Surgery: The surgical procedure undertaken will depend on the location(s) of the NET and treatment intent. Surgery may be curative, de-bulking for symptom control or palliative.

No treatment / active surveillance (watch and wait): No treatment may be suitable for some NET patients if the NET is not causing symptoms or problems, there is little disease, the disease is stable or the tumour is low grade (G1).

Localised radiation therapy: Patients with oligometastatic disease, a dominant or critically strategic site of progression or highly symptomatic metastases may benefit from radiation therapy.

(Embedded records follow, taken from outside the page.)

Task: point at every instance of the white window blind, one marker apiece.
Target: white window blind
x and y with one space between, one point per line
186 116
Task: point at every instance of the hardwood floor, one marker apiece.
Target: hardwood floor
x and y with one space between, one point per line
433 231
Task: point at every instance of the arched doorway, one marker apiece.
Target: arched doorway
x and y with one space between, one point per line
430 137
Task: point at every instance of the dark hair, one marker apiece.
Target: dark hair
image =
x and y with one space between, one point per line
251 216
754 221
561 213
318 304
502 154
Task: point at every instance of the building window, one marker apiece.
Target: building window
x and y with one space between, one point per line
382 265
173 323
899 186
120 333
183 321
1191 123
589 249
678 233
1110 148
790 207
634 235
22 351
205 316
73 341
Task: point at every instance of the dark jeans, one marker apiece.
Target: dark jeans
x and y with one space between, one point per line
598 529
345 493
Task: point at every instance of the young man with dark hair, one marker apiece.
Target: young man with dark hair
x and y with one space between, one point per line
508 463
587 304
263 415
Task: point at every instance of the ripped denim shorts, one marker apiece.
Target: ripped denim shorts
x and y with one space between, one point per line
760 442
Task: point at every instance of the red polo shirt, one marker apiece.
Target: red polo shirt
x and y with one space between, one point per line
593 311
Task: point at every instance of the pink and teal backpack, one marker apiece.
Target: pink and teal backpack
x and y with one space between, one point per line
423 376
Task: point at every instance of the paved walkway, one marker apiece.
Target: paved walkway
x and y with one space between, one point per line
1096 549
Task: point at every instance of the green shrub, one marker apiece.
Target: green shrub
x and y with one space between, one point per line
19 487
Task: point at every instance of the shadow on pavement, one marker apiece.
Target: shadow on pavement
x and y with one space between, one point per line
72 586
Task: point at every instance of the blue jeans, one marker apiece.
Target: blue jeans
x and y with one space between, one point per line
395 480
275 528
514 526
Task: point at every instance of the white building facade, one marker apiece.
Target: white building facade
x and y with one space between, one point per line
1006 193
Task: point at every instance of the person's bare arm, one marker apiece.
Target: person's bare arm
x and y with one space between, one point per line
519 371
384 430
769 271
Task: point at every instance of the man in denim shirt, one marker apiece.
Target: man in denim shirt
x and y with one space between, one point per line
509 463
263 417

Peptide receptor radionuclide therapy (PRRT): Patients with metastatic disease who have progressed following first-line somatostatin analogues (SSAs) may benefit from systemic radionuclide therapy (or PRRT).

Systemic therapy:

  • SSAs are the most common first-line treatment of G1/G2 NETs. They have antisecretory and antiproliferative effects.
  • Oral targeted therapy: Molecular targeted therapy for mTOR and multitargeted pathways.
  • Chemotherapy is an option for NET patients with pancreatic, bronchial or high-grade (G2/G3) NETs. It can be used in combination with PRRT and adjuvant to surgery.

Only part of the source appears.